Celle qui cite le philosophe italien Antonio Gramsci, selon qui « il faut allier le pessimisme de l’intelligence et l’optimisme de la volonté », trouve son courage dans le combat des Arméniens, dont le génocide « n’a jamais été reconnu par la Turquie ».
A une vieille dame arménienne, elle demande un jour: « Comment pouvez-vous continuer votre lutte ? ». Celle-ci de lui répondre: « Ma fille, on ne peut pas s’habituer à l’injustice ».
« Je veux gagner ma lutte pour la justice d’abord, et ensuite que ce pays entre dans un processus de justice pour tout le monde. (…) Je lutte aussi pour les prisonniers en Turquie. Le pays est devenu une immense prison. Des personnes intouchables avant se retrouvent derrière les barreaux, de grands cinéastes, écrivains, militants, des Kurdes et aussi beaucoup de femmes. J’essaie de tout faire pour être leur voix ».
« Changer les choses d’en bas »
Pour ce nouveau procès, elle a pour défenseurs son père, avocat de 93 ans, qui « a connu la prison après le coup d’Etat de 1980 », et sa soeur, qui, lorsqu’elle avait été emprisonnée, « avait abandonné son travail d’économiste pour reprendre des études et devenir avocate ».
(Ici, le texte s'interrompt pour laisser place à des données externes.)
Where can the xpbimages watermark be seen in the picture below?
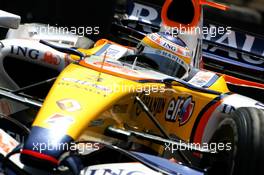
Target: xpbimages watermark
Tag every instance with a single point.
(51, 146)
(182, 146)
(80, 30)
(204, 30)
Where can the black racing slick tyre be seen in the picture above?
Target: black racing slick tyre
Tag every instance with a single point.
(244, 129)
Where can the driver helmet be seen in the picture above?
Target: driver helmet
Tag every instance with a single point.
(168, 47)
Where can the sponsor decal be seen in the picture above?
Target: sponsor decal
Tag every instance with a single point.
(86, 83)
(180, 110)
(50, 58)
(7, 143)
(69, 105)
(24, 51)
(156, 105)
(59, 119)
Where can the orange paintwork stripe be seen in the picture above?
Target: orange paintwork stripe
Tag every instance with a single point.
(238, 81)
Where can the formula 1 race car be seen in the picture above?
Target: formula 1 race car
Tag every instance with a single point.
(112, 103)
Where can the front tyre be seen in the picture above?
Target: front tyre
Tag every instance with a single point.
(244, 129)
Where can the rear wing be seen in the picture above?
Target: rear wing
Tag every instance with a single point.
(234, 51)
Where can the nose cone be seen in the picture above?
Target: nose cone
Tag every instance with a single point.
(44, 147)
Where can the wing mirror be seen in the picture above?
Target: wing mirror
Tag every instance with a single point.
(9, 20)
(172, 12)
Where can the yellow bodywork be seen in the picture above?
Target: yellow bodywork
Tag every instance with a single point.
(102, 100)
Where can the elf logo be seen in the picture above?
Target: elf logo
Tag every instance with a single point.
(180, 110)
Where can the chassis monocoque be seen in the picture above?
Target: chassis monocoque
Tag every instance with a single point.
(108, 101)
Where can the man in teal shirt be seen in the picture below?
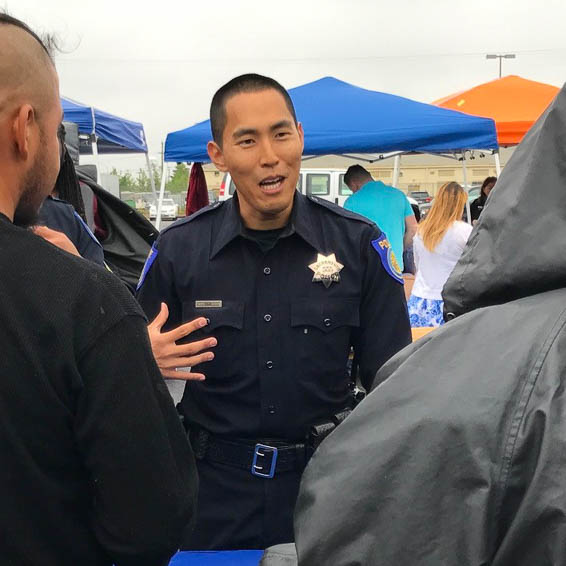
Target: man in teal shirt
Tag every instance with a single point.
(386, 206)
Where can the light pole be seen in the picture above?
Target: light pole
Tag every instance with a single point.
(505, 56)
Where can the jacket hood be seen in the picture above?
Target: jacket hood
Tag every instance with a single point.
(518, 247)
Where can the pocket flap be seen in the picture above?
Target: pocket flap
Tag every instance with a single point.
(325, 316)
(231, 313)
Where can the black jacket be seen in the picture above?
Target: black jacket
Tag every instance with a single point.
(457, 458)
(95, 467)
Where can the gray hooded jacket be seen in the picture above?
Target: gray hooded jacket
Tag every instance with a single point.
(458, 457)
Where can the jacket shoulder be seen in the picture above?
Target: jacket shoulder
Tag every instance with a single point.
(205, 213)
(339, 211)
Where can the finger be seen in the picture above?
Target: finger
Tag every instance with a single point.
(194, 347)
(187, 328)
(182, 375)
(161, 318)
(186, 361)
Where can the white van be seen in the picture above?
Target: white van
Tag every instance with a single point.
(324, 183)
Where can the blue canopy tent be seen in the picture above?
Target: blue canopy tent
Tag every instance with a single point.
(104, 133)
(340, 118)
(343, 119)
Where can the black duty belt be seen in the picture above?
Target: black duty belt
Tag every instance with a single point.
(264, 459)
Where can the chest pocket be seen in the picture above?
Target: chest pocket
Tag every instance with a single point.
(322, 336)
(326, 316)
(226, 325)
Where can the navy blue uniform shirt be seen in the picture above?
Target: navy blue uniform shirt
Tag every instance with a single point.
(283, 340)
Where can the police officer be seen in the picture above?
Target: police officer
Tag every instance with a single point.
(288, 284)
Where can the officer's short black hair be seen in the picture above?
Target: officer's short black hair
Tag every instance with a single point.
(356, 173)
(6, 19)
(250, 82)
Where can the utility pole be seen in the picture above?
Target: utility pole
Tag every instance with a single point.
(500, 57)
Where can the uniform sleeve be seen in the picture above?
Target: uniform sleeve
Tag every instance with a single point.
(156, 285)
(384, 322)
(142, 470)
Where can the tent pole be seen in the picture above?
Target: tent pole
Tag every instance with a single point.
(96, 159)
(161, 194)
(497, 164)
(396, 166)
(151, 179)
(465, 173)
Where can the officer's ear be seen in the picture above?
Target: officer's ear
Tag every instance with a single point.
(216, 156)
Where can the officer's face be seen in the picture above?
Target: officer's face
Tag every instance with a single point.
(261, 148)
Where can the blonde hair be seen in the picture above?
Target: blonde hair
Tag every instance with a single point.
(448, 206)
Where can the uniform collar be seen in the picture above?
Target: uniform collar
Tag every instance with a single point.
(231, 224)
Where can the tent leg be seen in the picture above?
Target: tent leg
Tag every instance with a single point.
(497, 164)
(396, 167)
(151, 179)
(465, 174)
(161, 194)
(96, 159)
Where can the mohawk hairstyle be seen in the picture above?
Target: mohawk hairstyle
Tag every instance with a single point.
(6, 19)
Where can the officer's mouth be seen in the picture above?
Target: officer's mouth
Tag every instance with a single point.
(272, 184)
« C’est elle qui tient le gouvernail dans mon procès. Elle est féministe, très active dans les mouvements sociaux pour la démocratie et la liberté. Comme mon père, elle ne veut pas quitter la Turquie car ils veulent changer les choses à partir d’en bas », explique celle qui, muée en écrivaine, a déjà publié plusieurs romans.
A quelques semaines des élections présidentielle et législatives maintenues au 14 mai, malgré le séisme meurtrier du 6 février, elle voit comme « une chance » pour l’opposition que « les élections n’aient pas été reportées ».
« Je ne dis pas que les élections vont tout changer, mais je pense que ce séisme est un événement charnière dans notre histoire: on a compris que toutes ces vérités construites par le haut ne nous appartiennent pas et malgré les morts, la société est devenue plus forte », assure-t-elle.
Et si Erdogan quittait le pouvoir, retournerait-elle dans son pays ?
« Je ne pense pas que mon retour soit lié uniquement à Erdogan. Ce procès a commencé avant lui. Ceux qui sont responsables de mon affaire, ce sont les Loups Gris (NDLR: mouvement ultranationaliste turc proche des nationalistes alliés au gouvernement). Ils étaient déjà dans le gouvernement avant Erdogan, c’est eux qui continuent. Si on arrive à dégager cette coalition de notre pays, je crois que beaucoup de choses peuvent changer ».
Pour autant, même si « une partie » d’elle-même « est restée là-bas », Pinar Selek se sent « aussi française et méditerranéenne ». Et de conclure, en citant l’écrivaine britannique Virginia Woolf: « En tant que femme, le monde entier est mon pays ».